Robinhood (HOOD) Bullish Strategy
The second speaker presents a more aggressive, longer-term directional play on Robinhood (HOOD), focusing on a recovery trend.
- Market Context: HOOD has seen significant volatility, having previously traded as high as $140 and recently dipping to $70 before a current rally.
- Trade Structure: A calendar-style diagonal spread spanning 78 days.
- Long Leg: Buying the $75 call expiring in July (78 days out).
- Short Leg: Selling the $85 call expiring in June (49 days out).
- Financials and Metrics:
- Cost: $4.96 debit.
- Risk/Reward: Approximately $5 of risk to potentially capture $5 in profit.
- Delta: 23 long deltas, indicating a moderate bullish bias.
- Theta: The trade benefits from a small amount of positive theta decay, meaning the trader collects a small premium while waiting for the directional move.
- Objective: The goal is to capture a directional upside move. The speaker highlights that the extended timeframe (78 days) provides sufficient "time" for the thesis to play out, with a projected profit potential of roughly $100–$300 on a $500 risk basis.
Synthesis and Conclusion
The video demonstrates two distinct applications of diagonal spreads to manage risk while seeking directional gains. The Apple trade is a short-term, earnings-specific play designed to capture immediate volatility with limited downside exposure.

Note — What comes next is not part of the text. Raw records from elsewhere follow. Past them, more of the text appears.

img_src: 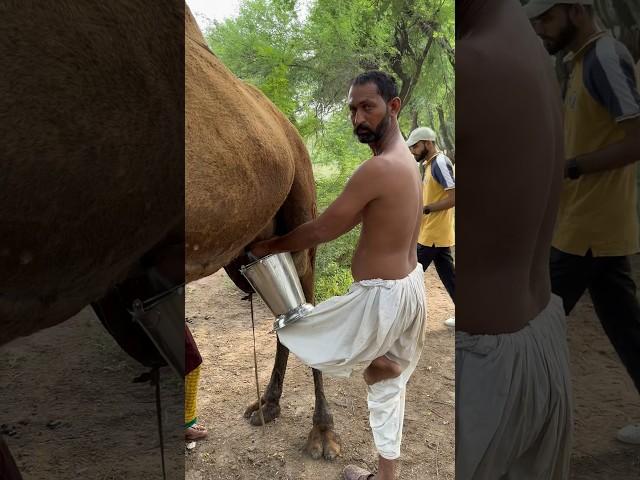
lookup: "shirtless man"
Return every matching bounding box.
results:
[456,0,572,480]
[250,72,426,480]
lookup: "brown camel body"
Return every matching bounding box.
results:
[0,0,339,472]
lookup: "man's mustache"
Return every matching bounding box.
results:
[353,126,374,133]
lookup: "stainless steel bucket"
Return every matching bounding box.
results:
[240,252,313,330]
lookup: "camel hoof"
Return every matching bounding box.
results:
[244,400,280,427]
[304,425,340,460]
[304,425,323,460]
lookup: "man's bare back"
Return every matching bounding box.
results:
[456,0,564,334]
[251,76,422,281]
[351,142,422,281]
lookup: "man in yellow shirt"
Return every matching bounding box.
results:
[407,127,456,327]
[525,0,640,444]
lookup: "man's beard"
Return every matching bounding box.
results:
[542,19,578,55]
[353,111,390,144]
[413,148,429,162]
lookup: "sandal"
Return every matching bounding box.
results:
[184,425,209,442]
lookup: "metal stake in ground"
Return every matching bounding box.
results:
[249,293,265,427]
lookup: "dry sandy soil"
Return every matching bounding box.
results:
[0,257,640,480]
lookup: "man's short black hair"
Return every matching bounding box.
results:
[349,70,398,102]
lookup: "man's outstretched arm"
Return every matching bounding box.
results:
[249,158,381,257]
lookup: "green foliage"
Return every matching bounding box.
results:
[205,0,455,301]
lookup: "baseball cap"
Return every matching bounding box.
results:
[407,127,436,147]
[524,0,593,19]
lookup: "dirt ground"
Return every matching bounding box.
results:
[0,257,640,480]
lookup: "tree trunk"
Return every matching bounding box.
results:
[436,105,453,150]
[411,107,418,132]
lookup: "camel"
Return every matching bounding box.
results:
[0,0,340,474]
[185,7,340,459]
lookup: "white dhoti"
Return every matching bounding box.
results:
[278,264,426,460]
[456,295,573,480]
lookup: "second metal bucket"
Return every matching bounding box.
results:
[240,252,313,330]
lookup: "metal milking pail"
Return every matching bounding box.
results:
[240,252,313,330]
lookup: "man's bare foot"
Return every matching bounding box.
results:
[184,425,209,442]
[362,355,402,385]
[342,465,376,480]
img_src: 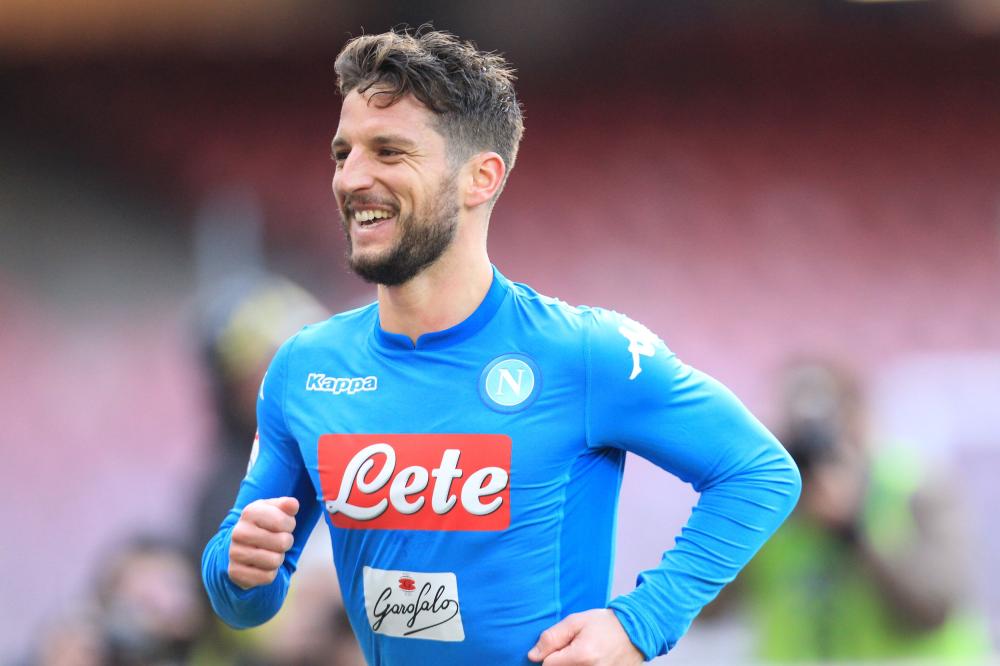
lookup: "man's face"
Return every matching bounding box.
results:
[333,91,459,286]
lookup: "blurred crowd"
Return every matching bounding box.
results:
[24,271,364,666]
[15,271,990,666]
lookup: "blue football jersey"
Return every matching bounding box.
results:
[203,264,800,664]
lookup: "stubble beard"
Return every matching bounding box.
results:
[341,174,458,287]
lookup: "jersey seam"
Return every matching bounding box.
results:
[583,310,593,449]
[281,335,304,444]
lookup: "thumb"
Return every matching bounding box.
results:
[266,497,299,518]
[528,615,580,661]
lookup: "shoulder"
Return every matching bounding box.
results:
[511,282,663,350]
[282,303,378,355]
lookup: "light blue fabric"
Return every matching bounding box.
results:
[203,271,800,664]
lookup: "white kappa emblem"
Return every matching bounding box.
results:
[618,319,659,380]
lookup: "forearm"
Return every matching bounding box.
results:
[609,442,800,658]
[201,525,292,629]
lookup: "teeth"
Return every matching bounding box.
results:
[354,210,392,222]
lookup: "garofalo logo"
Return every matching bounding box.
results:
[306,372,378,395]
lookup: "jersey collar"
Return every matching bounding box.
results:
[374,266,510,351]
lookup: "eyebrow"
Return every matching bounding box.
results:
[330,134,417,149]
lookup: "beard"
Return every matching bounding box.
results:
[341,174,458,287]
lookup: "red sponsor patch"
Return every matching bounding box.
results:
[318,434,511,531]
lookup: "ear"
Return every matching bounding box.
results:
[463,152,507,208]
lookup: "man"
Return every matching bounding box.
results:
[203,31,799,666]
[740,359,990,664]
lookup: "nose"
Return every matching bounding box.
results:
[333,149,375,197]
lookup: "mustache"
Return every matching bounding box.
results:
[341,194,399,211]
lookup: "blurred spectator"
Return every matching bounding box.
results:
[743,362,989,664]
[193,271,329,552]
[249,560,365,666]
[31,608,109,666]
[96,536,208,666]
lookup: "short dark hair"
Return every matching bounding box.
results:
[335,26,524,182]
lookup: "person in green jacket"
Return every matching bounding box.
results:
[743,362,990,664]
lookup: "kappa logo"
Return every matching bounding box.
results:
[306,372,378,395]
[618,319,660,381]
[479,354,541,413]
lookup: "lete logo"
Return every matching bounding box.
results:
[318,434,511,531]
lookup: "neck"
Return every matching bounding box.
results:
[378,239,493,343]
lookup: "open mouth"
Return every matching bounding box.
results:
[352,209,396,229]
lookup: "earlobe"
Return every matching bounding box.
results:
[465,152,507,208]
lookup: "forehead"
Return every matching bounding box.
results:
[336,90,442,144]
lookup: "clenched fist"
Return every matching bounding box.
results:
[229,497,299,590]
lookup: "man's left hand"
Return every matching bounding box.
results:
[528,608,645,666]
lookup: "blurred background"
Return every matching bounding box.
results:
[0,0,1000,664]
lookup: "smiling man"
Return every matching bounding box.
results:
[203,31,800,666]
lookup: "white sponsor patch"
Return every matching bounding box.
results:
[364,567,465,641]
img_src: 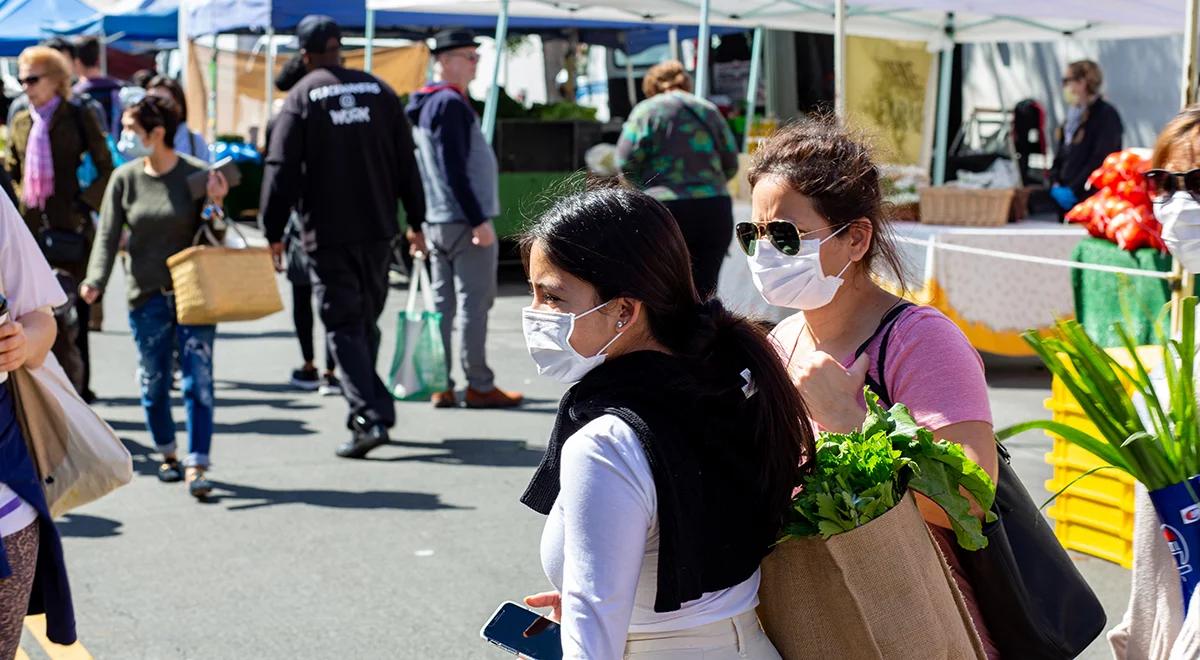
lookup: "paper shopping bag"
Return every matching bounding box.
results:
[758,494,984,660]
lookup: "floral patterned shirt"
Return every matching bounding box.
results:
[617,90,738,202]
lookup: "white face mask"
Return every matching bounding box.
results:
[116,128,151,161]
[746,224,853,310]
[521,300,620,383]
[1154,191,1200,272]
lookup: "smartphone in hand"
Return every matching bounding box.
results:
[479,601,563,660]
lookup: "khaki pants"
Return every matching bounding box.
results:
[625,610,780,660]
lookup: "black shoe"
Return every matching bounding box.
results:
[337,418,388,458]
[158,461,184,484]
[318,373,342,396]
[292,368,320,392]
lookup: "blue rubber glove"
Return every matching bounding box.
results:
[1050,186,1079,211]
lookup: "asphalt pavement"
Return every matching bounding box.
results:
[22,250,1129,660]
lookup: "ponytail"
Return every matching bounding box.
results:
[521,188,814,525]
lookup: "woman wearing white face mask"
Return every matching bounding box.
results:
[736,119,997,656]
[79,96,229,499]
[1146,106,1200,275]
[522,190,812,659]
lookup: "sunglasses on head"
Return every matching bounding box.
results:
[1146,168,1200,202]
[733,220,829,257]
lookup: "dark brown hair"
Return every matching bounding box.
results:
[1067,60,1104,96]
[642,60,691,98]
[521,187,814,528]
[748,115,905,283]
[125,96,180,149]
[1150,103,1200,170]
[145,76,187,124]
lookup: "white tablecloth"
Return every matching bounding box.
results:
[718,204,1086,355]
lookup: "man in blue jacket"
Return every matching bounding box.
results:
[407,30,522,408]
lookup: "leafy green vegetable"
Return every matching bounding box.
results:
[784,390,996,550]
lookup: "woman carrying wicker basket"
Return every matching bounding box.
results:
[80,96,229,498]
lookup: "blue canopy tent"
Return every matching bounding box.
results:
[55,0,180,42]
[0,0,98,58]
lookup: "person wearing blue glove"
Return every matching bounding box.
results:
[1050,186,1079,211]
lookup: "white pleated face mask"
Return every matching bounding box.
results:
[746,224,853,310]
[521,300,620,384]
[1154,191,1200,272]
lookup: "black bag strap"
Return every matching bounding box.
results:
[854,300,916,408]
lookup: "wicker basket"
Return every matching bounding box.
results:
[167,245,283,325]
[920,186,1014,227]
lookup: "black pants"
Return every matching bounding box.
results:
[664,197,733,300]
[308,241,396,427]
[76,296,91,395]
[292,282,337,371]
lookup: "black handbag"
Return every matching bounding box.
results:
[856,304,1108,660]
[37,214,89,265]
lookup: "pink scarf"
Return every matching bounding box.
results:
[20,96,62,209]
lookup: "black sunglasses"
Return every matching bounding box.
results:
[733,220,829,257]
[1146,168,1200,202]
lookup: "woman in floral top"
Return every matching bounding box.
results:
[617,61,738,299]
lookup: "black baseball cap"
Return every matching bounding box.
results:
[430,29,479,55]
[296,13,342,53]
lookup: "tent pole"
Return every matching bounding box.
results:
[625,43,637,110]
[934,12,954,186]
[260,25,275,146]
[362,7,374,73]
[484,0,509,144]
[1171,0,1200,334]
[742,28,763,154]
[696,0,713,98]
[833,0,846,121]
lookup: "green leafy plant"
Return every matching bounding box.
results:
[996,298,1200,491]
[784,390,996,550]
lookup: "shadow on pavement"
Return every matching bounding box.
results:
[217,330,296,341]
[106,419,317,436]
[94,390,320,410]
[208,480,468,511]
[366,438,542,468]
[54,514,124,539]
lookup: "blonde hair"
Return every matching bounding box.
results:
[642,60,691,98]
[1067,60,1104,96]
[17,46,71,101]
[1151,103,1200,170]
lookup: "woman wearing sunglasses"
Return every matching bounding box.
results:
[1146,106,1200,274]
[736,119,997,656]
[522,190,812,660]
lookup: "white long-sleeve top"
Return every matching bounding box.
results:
[541,415,760,659]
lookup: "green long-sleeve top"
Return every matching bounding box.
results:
[85,155,206,308]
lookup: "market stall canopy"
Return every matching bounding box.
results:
[0,0,98,58]
[54,0,180,41]
[367,0,1184,43]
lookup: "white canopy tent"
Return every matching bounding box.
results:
[366,0,1198,182]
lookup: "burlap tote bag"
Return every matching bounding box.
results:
[0,271,133,517]
[758,493,984,660]
[167,222,283,325]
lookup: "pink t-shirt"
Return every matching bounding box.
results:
[772,306,991,431]
[0,194,67,319]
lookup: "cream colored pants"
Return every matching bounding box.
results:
[625,610,780,660]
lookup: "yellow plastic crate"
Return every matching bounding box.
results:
[1045,346,1162,568]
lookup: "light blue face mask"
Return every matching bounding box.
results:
[116,128,150,161]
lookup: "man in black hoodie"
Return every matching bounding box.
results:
[260,16,425,458]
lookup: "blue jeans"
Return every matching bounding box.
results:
[130,294,217,467]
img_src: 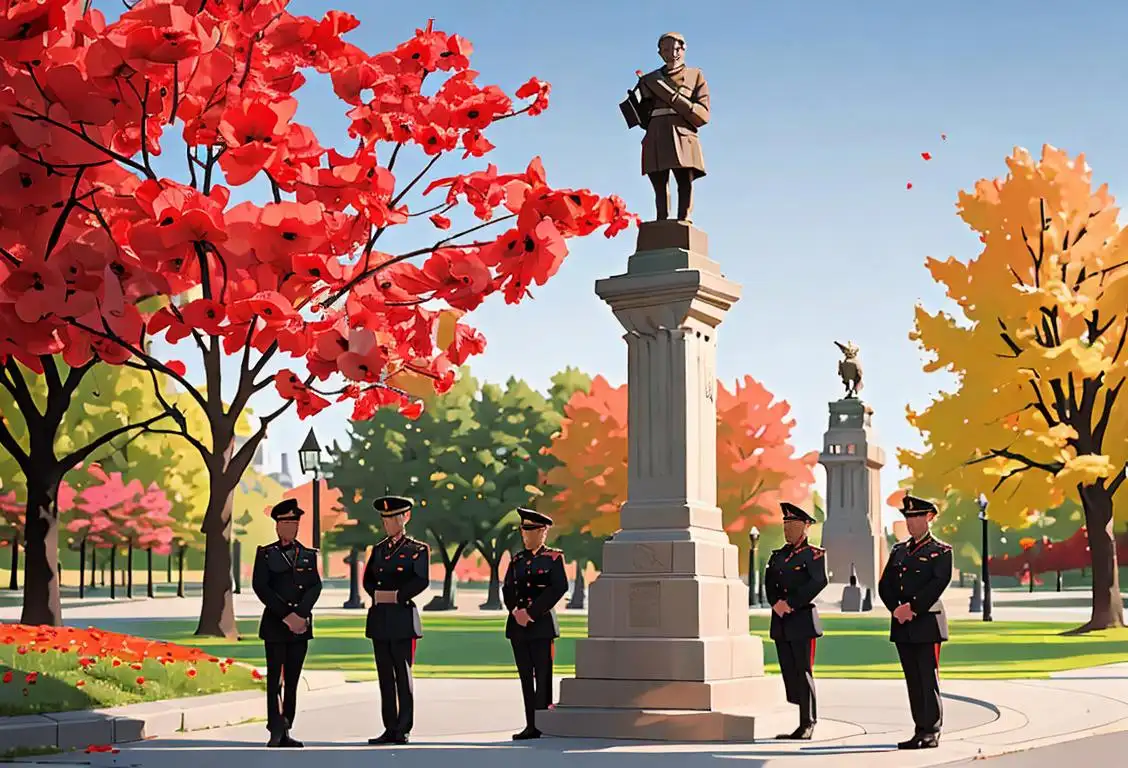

In contrast, the Robinhood trade is a longer-term recovery play that utilizes a wider spread between expiration dates to balance risk and reward. Both strategies emphasize the use of options to gain exposure to price movements without the full capital requirement of owning the underlying stock, while simultaneously using short-dated options to offset the cost of the long-dated positions.